For those of you that lease property to hunt on, what do you typically expect to pay? This would be for a 400 acre ranch in coryell county. Not a lot of larger deer but plenty of hogs.
tamc93 said:
To be helpful - typical questions:
Year around
How many hunters
Family / guest policy
House
Any utilities
COSCAG67 said:
For those of you that lease property to hunt on, what do you typically expect to pay? This would be for a 400 acre ranch in coryell county. Not a lot of larger deer but plenty of hogs.
My statement was in regards to leases 500 acres and less mostly. As other people stated above, you can expect to pay in the $20-$30 per acre price for a good small hill country lease. When talking about price per acre, most people would say that is totally outrageous.Russ79 said:
I disagree with 44mAG that price per acre is irrelevant, that price per gun is more important. Price per gun is only relevant to the individual that is paying their membership. Land owners generally don't care to get involved in finding individual hunters- rather lease the whole acreage and let that person find the hunters. Now they might provide input on the max number of folks he wants hunting it. Price per hunter is determined by total dollars divided by number of hunters. On any leased property, some would rather pay more to have fewer hunters which drives the price up per hunter. Take 2-1000 acre tracts that each cost $20/acre to lease. Depending on where the tracts are located, one lease might only have two hunters at $10,000 each and one lease might have four hunters at $5,000 each. If that same tract is in east Texas there might be 10 hunters at $1,000 each.
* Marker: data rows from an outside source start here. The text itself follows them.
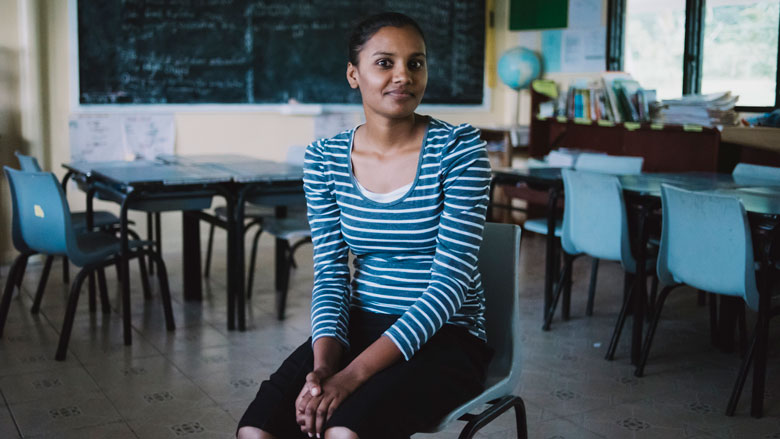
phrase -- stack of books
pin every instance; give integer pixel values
(615, 97)
(706, 110)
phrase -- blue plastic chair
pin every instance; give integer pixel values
(748, 171)
(595, 223)
(101, 220)
(696, 224)
(44, 224)
(498, 265)
(606, 164)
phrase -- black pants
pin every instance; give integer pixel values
(405, 398)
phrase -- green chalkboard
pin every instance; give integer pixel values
(538, 14)
(261, 51)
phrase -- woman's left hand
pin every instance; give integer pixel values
(312, 413)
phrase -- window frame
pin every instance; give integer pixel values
(692, 54)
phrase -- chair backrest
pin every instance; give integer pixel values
(42, 211)
(609, 164)
(27, 162)
(747, 170)
(706, 243)
(16, 230)
(594, 217)
(498, 266)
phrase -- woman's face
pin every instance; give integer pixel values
(392, 72)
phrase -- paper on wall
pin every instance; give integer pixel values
(96, 138)
(575, 50)
(584, 13)
(106, 137)
(147, 136)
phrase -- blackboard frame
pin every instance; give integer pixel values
(279, 108)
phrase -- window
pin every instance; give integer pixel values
(707, 45)
(740, 50)
(654, 41)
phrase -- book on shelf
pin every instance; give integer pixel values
(614, 97)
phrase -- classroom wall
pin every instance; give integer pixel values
(35, 106)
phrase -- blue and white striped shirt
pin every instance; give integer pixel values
(415, 257)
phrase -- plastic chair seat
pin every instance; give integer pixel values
(498, 265)
(290, 228)
(165, 204)
(100, 219)
(250, 211)
(101, 245)
(495, 387)
(539, 225)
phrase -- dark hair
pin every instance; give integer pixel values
(371, 25)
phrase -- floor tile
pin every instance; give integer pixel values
(45, 385)
(7, 425)
(133, 371)
(116, 430)
(200, 423)
(142, 401)
(64, 413)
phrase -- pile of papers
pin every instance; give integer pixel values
(706, 110)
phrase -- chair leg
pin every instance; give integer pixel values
(495, 410)
(253, 262)
(150, 236)
(65, 270)
(142, 267)
(158, 235)
(282, 275)
(67, 325)
(713, 319)
(92, 294)
(144, 278)
(594, 271)
(628, 295)
(567, 281)
(209, 248)
(640, 368)
(556, 295)
(742, 330)
(744, 369)
(165, 292)
(105, 305)
(8, 291)
(653, 294)
(20, 273)
(42, 285)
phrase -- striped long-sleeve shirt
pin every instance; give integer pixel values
(415, 257)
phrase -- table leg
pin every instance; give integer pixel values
(240, 293)
(762, 334)
(193, 291)
(640, 284)
(231, 262)
(124, 272)
(551, 254)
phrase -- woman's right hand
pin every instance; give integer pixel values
(310, 393)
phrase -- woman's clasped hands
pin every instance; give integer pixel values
(320, 396)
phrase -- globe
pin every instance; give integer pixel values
(519, 66)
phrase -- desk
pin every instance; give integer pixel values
(197, 179)
(545, 179)
(642, 192)
(761, 199)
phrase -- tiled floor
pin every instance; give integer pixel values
(196, 381)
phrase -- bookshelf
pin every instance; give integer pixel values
(665, 148)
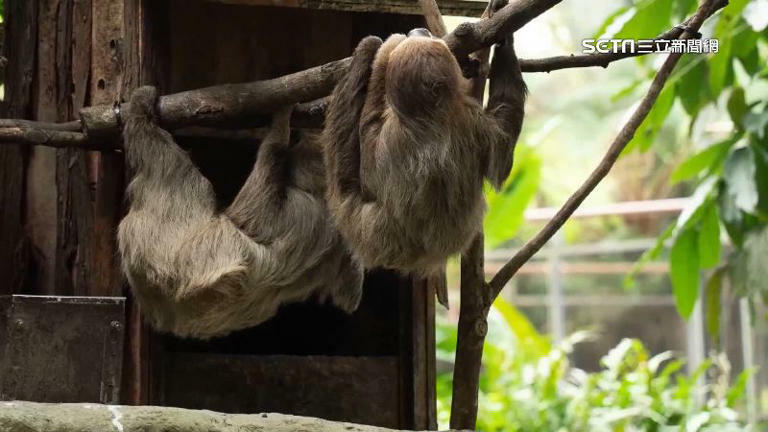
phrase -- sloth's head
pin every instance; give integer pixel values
(422, 74)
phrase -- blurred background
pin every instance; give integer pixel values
(647, 311)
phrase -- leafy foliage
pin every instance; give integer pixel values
(730, 172)
(528, 385)
(506, 208)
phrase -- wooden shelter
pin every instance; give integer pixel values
(60, 208)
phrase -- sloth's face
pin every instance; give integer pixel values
(420, 32)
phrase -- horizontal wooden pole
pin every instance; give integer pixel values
(232, 102)
(468, 8)
(246, 105)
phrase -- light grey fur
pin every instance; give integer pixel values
(200, 273)
(405, 181)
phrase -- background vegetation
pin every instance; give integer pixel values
(707, 138)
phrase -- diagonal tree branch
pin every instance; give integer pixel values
(243, 105)
(433, 17)
(501, 278)
(550, 64)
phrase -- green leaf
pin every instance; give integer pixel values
(737, 107)
(755, 253)
(709, 237)
(761, 176)
(683, 8)
(651, 18)
(739, 174)
(713, 296)
(756, 123)
(684, 269)
(601, 32)
(708, 159)
(506, 208)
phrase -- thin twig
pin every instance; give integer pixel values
(550, 64)
(625, 136)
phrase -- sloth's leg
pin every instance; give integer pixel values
(506, 106)
(341, 135)
(257, 207)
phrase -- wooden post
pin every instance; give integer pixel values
(20, 35)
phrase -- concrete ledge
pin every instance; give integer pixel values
(20, 416)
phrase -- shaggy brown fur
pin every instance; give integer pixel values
(201, 274)
(406, 150)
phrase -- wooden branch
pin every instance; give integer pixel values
(473, 309)
(87, 417)
(550, 64)
(498, 282)
(222, 103)
(244, 105)
(433, 17)
(471, 37)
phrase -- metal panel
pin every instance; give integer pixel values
(61, 349)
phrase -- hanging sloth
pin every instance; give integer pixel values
(200, 273)
(407, 149)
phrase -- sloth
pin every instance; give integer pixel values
(197, 272)
(407, 149)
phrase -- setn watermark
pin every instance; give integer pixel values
(648, 46)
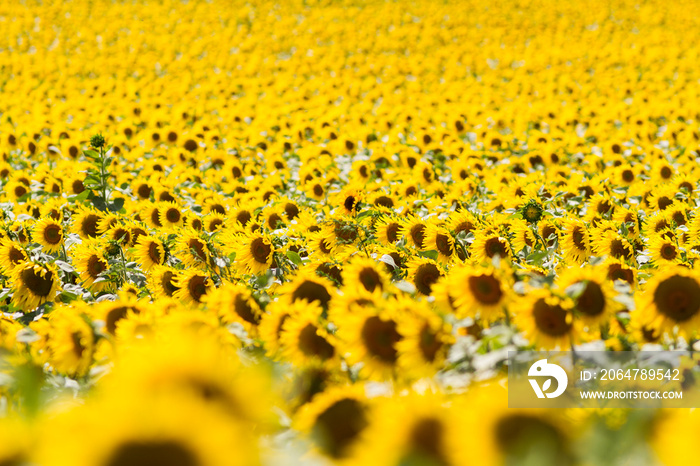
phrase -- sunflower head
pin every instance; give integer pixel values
(97, 141)
(532, 211)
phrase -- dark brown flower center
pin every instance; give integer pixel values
(591, 301)
(312, 291)
(418, 234)
(260, 250)
(197, 287)
(95, 266)
(370, 279)
(668, 252)
(152, 453)
(15, 255)
(426, 444)
(173, 215)
(166, 282)
(154, 253)
(339, 426)
(578, 236)
(89, 225)
(486, 289)
(495, 246)
(244, 310)
(551, 320)
(443, 244)
(313, 344)
(678, 297)
(392, 232)
(380, 338)
(426, 276)
(38, 285)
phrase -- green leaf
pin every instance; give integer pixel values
(432, 254)
(80, 197)
(116, 205)
(65, 266)
(294, 257)
(91, 154)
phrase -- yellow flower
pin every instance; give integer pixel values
(49, 233)
(149, 251)
(34, 284)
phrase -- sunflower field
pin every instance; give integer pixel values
(310, 231)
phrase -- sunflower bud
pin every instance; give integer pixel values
(532, 211)
(97, 141)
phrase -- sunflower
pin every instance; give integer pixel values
(506, 435)
(413, 231)
(418, 429)
(120, 234)
(170, 215)
(546, 320)
(213, 221)
(271, 325)
(192, 286)
(617, 270)
(49, 233)
(90, 262)
(664, 251)
(11, 255)
(366, 274)
(151, 215)
(335, 420)
(34, 284)
(424, 273)
(611, 243)
(307, 285)
(85, 223)
(348, 200)
(235, 303)
(591, 294)
(304, 339)
(485, 291)
(426, 339)
(113, 312)
(370, 336)
(145, 431)
(149, 251)
(522, 236)
(387, 229)
(192, 249)
(438, 238)
(671, 299)
(71, 343)
(163, 281)
(254, 252)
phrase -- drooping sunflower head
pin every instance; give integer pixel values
(149, 251)
(192, 286)
(89, 260)
(335, 420)
(532, 211)
(672, 299)
(11, 255)
(34, 284)
(49, 233)
(424, 273)
(254, 252)
(86, 223)
(309, 286)
(546, 319)
(365, 274)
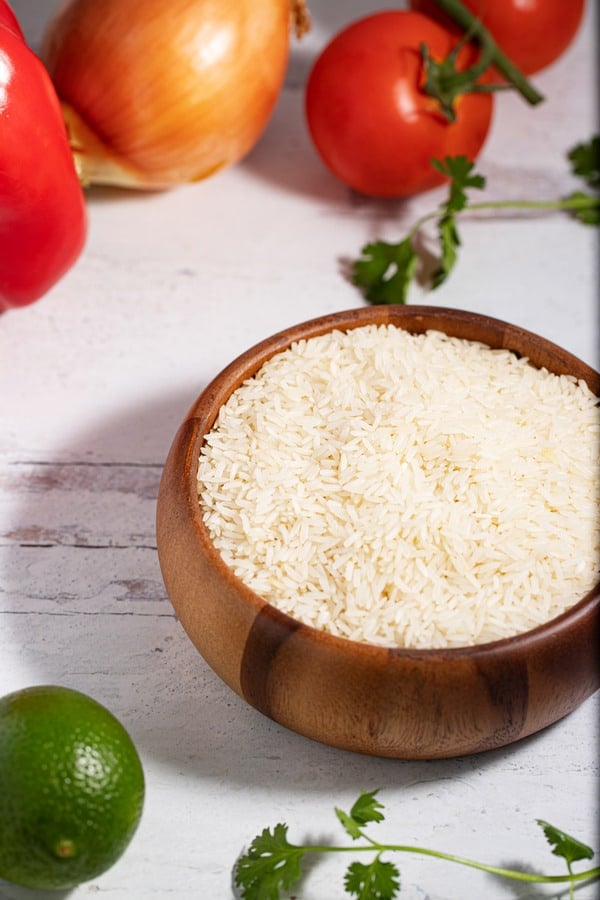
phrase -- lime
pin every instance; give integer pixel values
(71, 788)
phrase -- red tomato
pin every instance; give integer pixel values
(532, 34)
(373, 126)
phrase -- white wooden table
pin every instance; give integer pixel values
(95, 379)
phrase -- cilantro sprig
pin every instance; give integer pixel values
(273, 864)
(385, 271)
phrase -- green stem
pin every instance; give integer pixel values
(465, 18)
(582, 201)
(571, 878)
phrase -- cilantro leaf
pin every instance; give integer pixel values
(351, 826)
(564, 845)
(459, 170)
(365, 810)
(271, 864)
(585, 161)
(588, 212)
(385, 271)
(375, 881)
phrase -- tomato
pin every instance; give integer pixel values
(532, 34)
(372, 124)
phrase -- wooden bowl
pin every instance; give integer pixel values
(407, 704)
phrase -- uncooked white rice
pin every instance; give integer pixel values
(407, 490)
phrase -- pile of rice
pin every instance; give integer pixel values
(407, 490)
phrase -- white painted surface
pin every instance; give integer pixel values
(94, 382)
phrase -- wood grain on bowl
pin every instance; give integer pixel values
(419, 704)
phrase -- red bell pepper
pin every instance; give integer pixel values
(42, 208)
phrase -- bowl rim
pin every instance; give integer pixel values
(247, 363)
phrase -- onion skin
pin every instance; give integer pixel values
(159, 93)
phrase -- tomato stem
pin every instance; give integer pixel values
(492, 54)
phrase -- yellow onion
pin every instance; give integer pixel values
(160, 92)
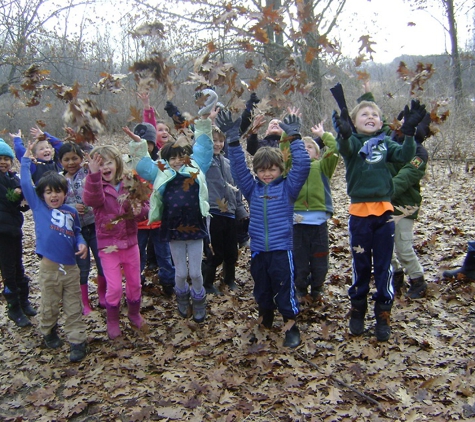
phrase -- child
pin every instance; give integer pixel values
(44, 149)
(369, 185)
(116, 229)
(58, 236)
(226, 209)
(180, 201)
(71, 158)
(271, 200)
(312, 209)
(15, 283)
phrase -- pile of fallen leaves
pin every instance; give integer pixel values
(181, 370)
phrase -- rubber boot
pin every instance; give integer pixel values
(267, 317)
(358, 312)
(77, 352)
(101, 290)
(398, 281)
(85, 300)
(382, 313)
(199, 305)
(468, 267)
(417, 288)
(292, 336)
(183, 302)
(134, 314)
(113, 326)
(229, 276)
(24, 294)
(209, 274)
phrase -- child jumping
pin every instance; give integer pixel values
(116, 228)
(58, 237)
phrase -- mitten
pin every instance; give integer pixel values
(412, 117)
(253, 100)
(225, 124)
(291, 125)
(342, 124)
(211, 98)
My advice in this instance would be this. It's really hard to even get a chance to lease a place to hunt these days. Everyone is looking and most of the time you have to know someone in order to get an invite to an open place/spot. If you think you will have no trouble finding another option, then just do what you think is best given your financial situation.COSCAG67 said:
Let's say numbers (I assume you mean deer) are on the low end, how would that change things? There's deer but I don't think it's anything crazy.
In that case ignore my data point. I have a stupid good deal. If you have deer and habitat that holds them, you can certainly have a few hunters paying 2500 - 3000 per gun. If you have things like tanks or a creek with fish, a good camp site with water and power, and can give year-round access, you can probably get a bit more.COSCAG67 said:
I'm on the other end of it. My uncle was leasing the place out to his buddies but things have changed and I'm trying to get the revenue up to cover taxes etc. I just want it leased at market rate, whatever that is.